For these results to be treatment relevant, rat VCMs need to reliably model TD, not parkinsonism. In this experiment, as in our other studies, and studies from other laboratories, these movements have a slow onset, as would be expected for TD, not an immediate onset as in parkinsonism. Characteristically, the movements have a slow rate of reduction after drug discontinuation, as observed in our initial experiments (Tamminga et al, 1990), a jerky and irregular character, and do not show a regular tremor. Since these animals were killed at study end, we cannot specifically document movement reduction after drug discontinuation, but have no reason to believe it would be different than our original observation. Moreover, the movement quality in these animals was jerky and irregular, not a regular tremor. We and others (Gunne et al, 1982; Ikeda et al, 1999; Tamminga et al, 1990; Trevitt et al, 1999) have argued for a connection between these VCMs and TD, and have suggested and tested a systems pathophysiology distinct from parkinsonism to account for the movements (Shirakawa and Tamminga, 1994; Sakai et al, 2001).

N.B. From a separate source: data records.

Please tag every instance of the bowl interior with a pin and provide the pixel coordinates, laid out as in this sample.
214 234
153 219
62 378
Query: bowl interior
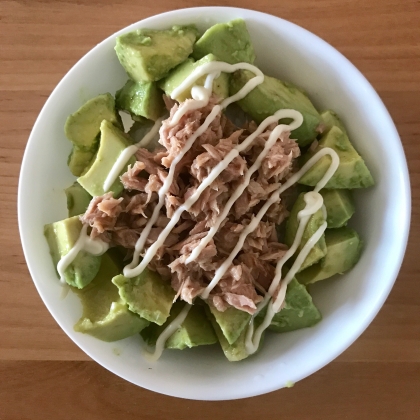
348 304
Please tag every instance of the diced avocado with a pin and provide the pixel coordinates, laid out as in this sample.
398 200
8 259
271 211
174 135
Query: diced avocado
229 41
231 322
113 142
61 237
315 221
339 205
79 159
196 330
105 316
147 295
236 351
298 312
272 95
78 199
141 99
352 171
180 73
83 126
343 251
329 119
148 54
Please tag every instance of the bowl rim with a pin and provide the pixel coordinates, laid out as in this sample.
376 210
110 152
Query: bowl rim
405 181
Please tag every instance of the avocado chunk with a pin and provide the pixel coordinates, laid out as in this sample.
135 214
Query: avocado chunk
330 119
78 199
196 330
82 127
231 322
141 99
180 73
61 237
147 295
352 171
314 223
298 312
148 54
343 251
80 159
339 205
113 142
272 95
235 351
229 41
105 316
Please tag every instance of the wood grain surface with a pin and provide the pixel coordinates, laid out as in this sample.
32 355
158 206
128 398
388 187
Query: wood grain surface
44 375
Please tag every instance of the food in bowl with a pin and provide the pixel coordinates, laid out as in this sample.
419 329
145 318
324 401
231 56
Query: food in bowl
217 218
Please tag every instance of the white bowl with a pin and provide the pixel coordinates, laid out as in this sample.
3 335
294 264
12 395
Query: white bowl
348 304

Risperidone occupies the serotonin, 5HT2A receptor with high affinity in animal ex vivo binding studies and in human in vitro affinity studies (Leysen et al, 1993). Its dopamine, DA2 affinity is high as well, but 20 times less than the 5HT2 affinity. The rest of risperidone affinities include low but measurable occupancy at the D3, D4, H1, α1, and the α2 receptors. In animals, risperidone blocks serotonin- as well as dopamine (DA)-mediated pharmacologic effects in vitro and in vivo. In the human at a 6 mg/day dose, risperidone occupies 78–88% of 5TH2A receptors and 75–80% of DA2 receptors (Farde et al, 1988). Again, in humans using 2, 4, and 6 mg, there is a linear dose occupancy of the DA2 receptors of 66, 73, and 79%, respectively (Kapur et al, 1995). Whereas, DA2 receptor occupancy was not measured in these animals (Kapur et al, 2003), the dosing was designed to have the 24 h plasma levels match clinical therapeutic levels at low and high doses, with drug delivered continuously. Risperidone shows an ‘atypical’ antipsychotic profile in that it increases fos-like immediate early gene activity in the ventral, but not in the dorsal striatum in rat (Robertson et al, 1994). This potent antiserotonin action of risperidone is often invoked to explain its reduced motor side effect profile in light of its relatively high DA receptor occupancy (Leysen et al, 1994). Whether this may also influence the development of TD is a matter of speculation.

Risperidone is now widely used for the treatment of psychosis in schizophrenia and in other psychotic disorders with considerable success, especially in the elderly (Correll et al, 2004; Jeste et al, 1999). Clinical descriptions suggest that symptom reduction is broader than with first-generation compounds, extending to cognitive and affective areas and is clearly ‘atypical’ with respect to motor side effects particularly in the lower dose range. Naturalistic physician ‘usage’ studies in psychosis show that psychiatrists tend to prescribe risperidone in a biphasic fashion, with one dose peak in the low dose range of 2–4 mg/day and the other in the high 8–12 mg/day range(Conley and Mahmoud, 2001). Risperidone is often combined with other active antipsychotic compounds into a treatment ‘cocktail,’ but this is done without a solid theoretical rationale and no predictions about ultimate TD liability. Use in the elderly is typically at low doses. These data suggest that the low dose use of risperidone may not be associated with elevated TD liability. Further clinical observations are needed to test this conclusion.